The difference between $C_b(X)$ and $C(X)$ is that for $C_b(X)$, the residue fields for all of these maximal ideals are just $C$, while for $C(X)$ you can get more exotic things. Indeed, if a maximal ideal in $C(X)$ has residue field $C$, then every function on X must automatically extend continuously to the corresponding point of $\beta X$. This can actually happen for noncompact X, e.g. the ordinal $\omega_1$.

Section IV.3 of Johnstone's book has a pretty thorough discussion of this stuff if you want more details.

Answer 2

This isn't really an answer to your question, but I'd like to see it here next time I come looking, so I'll post it. The following result is basically Theorem 2.1 in C^∞-differentiable spaces by Juan A. Navarro González and Juan B. Sancho de Salas.

Theorem: For any manifold M, the maximal ideals of C(M) whose residue field is ℝ is exactly in bijection with the points of M.

Proof: It's clear that points give you distinct maximal ideals with residue field ℝ, so we just need to show that every such ideal comes from a point. Suppose m is a maximal ideal in C(M) such that C(M)/m=ℝ and ∩_g∈m{g=0}=∅.

Choose a sequence of compact sets K₁⊂K₂⊂...⊂M such that K_i is in the interior of K_i+1 and M=∪K_i (you can do this since M is hausdorff and second countable). For each i, choose a function f_i which is 0 on K_i but 1 outside of K_i+1, and define f=∑f_i. Note that for any r∈ℝ, the set {x|f(x)=r} is a closed subset of some K_i, so it is compact.

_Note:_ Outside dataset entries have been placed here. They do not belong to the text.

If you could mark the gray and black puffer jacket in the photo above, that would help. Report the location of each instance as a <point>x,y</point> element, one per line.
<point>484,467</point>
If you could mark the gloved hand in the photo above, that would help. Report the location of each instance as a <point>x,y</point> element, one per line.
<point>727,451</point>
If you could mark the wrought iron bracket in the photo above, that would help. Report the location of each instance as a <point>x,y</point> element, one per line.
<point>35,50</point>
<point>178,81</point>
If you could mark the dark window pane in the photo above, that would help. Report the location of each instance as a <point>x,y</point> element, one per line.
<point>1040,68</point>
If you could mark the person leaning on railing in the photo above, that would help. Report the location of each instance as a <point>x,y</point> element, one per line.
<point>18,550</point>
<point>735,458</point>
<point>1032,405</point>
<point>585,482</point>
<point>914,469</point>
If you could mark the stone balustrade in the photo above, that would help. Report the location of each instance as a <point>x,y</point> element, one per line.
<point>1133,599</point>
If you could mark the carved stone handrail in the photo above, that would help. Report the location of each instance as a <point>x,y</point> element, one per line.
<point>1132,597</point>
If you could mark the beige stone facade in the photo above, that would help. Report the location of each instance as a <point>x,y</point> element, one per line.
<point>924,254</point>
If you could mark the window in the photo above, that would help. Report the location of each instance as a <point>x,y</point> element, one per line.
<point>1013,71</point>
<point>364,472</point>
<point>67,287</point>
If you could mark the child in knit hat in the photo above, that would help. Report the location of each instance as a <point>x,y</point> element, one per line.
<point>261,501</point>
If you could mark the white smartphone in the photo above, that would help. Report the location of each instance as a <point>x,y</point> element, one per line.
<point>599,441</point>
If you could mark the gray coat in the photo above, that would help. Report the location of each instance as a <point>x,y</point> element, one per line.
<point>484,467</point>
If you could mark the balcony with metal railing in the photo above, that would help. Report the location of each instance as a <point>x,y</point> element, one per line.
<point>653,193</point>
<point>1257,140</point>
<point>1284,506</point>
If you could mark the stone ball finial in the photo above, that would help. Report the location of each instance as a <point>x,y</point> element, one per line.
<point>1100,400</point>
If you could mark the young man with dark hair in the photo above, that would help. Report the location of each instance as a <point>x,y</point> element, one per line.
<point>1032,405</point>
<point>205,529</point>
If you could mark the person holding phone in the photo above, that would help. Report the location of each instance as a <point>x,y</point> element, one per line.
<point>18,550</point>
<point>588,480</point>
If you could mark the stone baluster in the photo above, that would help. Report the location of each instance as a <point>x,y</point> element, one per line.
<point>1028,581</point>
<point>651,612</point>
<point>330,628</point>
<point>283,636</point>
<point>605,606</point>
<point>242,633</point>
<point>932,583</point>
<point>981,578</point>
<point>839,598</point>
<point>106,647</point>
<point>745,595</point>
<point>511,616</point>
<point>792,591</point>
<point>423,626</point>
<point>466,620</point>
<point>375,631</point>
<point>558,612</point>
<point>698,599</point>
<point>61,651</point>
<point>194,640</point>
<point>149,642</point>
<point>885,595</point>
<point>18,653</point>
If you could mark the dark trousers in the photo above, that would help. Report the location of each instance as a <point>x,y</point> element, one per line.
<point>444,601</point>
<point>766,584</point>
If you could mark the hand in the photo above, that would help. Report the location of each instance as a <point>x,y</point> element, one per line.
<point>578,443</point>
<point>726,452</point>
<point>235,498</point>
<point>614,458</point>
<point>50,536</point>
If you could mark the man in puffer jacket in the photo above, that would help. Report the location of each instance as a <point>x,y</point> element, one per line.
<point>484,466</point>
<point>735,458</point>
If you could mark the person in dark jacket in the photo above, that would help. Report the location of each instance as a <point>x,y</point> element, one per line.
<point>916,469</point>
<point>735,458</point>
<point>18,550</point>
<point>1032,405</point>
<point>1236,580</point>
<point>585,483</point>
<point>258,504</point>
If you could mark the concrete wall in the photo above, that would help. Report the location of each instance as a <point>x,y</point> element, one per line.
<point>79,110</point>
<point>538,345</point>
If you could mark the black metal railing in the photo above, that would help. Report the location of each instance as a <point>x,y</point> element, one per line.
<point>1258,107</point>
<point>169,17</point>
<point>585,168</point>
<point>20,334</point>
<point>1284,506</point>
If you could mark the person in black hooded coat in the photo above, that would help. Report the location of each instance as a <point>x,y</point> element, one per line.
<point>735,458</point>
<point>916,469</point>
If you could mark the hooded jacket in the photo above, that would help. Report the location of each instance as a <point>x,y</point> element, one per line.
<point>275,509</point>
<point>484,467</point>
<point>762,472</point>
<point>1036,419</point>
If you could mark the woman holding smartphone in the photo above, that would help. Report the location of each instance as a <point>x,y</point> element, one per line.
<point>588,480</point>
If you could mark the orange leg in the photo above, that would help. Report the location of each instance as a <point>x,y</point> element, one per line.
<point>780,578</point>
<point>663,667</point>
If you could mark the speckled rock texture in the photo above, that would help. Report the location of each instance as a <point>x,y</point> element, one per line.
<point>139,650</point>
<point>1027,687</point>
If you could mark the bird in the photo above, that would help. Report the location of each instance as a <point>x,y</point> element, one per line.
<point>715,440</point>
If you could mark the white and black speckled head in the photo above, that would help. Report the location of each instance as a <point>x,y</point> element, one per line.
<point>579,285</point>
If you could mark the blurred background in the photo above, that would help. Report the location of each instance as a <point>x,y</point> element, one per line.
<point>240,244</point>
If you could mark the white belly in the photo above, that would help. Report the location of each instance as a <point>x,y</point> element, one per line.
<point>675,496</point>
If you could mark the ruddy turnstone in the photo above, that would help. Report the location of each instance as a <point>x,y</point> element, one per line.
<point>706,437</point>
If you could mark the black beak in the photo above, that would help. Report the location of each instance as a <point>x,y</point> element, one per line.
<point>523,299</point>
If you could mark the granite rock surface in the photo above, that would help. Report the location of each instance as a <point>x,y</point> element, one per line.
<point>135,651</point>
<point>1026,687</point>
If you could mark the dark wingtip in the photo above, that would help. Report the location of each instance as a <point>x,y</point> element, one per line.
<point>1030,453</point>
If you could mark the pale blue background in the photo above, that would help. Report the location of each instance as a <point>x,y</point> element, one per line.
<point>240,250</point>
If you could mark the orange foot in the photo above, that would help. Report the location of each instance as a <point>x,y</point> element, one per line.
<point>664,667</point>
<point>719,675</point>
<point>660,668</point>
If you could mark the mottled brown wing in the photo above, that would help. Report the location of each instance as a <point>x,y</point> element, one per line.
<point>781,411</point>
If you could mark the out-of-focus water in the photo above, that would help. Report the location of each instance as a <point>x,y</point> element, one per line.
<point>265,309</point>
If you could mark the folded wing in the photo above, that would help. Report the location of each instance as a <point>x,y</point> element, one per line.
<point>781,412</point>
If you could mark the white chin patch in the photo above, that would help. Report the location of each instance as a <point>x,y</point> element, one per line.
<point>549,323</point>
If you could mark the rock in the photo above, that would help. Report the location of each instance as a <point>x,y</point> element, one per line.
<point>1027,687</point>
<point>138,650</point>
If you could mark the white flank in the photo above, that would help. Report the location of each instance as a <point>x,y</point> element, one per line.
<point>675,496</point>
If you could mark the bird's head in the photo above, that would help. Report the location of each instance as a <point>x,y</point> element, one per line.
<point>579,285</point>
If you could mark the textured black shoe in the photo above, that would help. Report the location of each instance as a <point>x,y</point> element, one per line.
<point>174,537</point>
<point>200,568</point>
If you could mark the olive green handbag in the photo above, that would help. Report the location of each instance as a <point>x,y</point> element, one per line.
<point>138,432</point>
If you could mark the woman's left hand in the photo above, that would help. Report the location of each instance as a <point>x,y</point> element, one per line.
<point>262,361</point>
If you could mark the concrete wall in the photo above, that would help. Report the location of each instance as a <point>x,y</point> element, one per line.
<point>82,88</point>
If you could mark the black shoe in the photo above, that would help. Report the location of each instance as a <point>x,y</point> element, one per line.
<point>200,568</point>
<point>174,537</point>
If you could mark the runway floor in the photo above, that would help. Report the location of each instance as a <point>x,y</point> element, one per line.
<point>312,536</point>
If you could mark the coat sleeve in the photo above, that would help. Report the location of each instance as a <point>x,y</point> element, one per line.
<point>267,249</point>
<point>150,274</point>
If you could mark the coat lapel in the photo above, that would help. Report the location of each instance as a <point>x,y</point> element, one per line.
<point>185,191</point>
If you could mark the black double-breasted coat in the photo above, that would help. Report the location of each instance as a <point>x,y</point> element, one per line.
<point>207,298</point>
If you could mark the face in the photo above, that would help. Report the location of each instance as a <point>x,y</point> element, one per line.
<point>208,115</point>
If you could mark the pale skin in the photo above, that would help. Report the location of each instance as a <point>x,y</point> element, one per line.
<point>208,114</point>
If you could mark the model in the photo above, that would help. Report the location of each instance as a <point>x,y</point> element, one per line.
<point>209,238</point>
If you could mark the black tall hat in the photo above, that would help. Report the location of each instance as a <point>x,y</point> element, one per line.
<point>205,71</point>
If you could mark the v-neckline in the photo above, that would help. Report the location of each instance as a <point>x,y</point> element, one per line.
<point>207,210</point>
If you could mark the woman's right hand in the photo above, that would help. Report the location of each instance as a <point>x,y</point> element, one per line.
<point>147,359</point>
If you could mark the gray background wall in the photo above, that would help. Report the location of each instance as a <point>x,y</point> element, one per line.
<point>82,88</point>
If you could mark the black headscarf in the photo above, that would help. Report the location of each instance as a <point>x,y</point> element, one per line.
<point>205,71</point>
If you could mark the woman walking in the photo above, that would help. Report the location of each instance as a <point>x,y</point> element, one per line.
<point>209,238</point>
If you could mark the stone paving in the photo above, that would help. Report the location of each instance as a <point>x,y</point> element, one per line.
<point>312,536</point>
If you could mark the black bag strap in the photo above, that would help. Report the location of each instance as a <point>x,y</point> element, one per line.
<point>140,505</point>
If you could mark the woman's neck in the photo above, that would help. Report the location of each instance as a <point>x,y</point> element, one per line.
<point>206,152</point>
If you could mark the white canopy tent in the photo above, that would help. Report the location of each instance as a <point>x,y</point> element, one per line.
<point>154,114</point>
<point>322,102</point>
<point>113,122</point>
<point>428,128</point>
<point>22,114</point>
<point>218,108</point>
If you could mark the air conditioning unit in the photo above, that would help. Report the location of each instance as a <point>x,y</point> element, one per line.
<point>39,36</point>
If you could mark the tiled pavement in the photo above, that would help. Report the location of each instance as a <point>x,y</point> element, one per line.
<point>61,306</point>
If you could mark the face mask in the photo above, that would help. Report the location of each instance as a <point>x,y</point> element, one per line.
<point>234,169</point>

Since we have a surjection C(M)→ℝ whose kernel is m, there is some r∈ℝ so that f-r∈m. Since ∩_g∈m{g=0}=∅, the open sets {g≠0}_g∈m is a cover of M, and in particular cover the compact set {f=r}. So there is some finite collection g₁, g₂, ..., g_n∈m so that {g₁=0}∩...∩{g_n=0}∩{f=r}=∅. But then (g₁)²+...+(g₁)²+(f-r)²∈m is a nowhere vanishing function, so it is a unit, so m=C(M), a contradiction.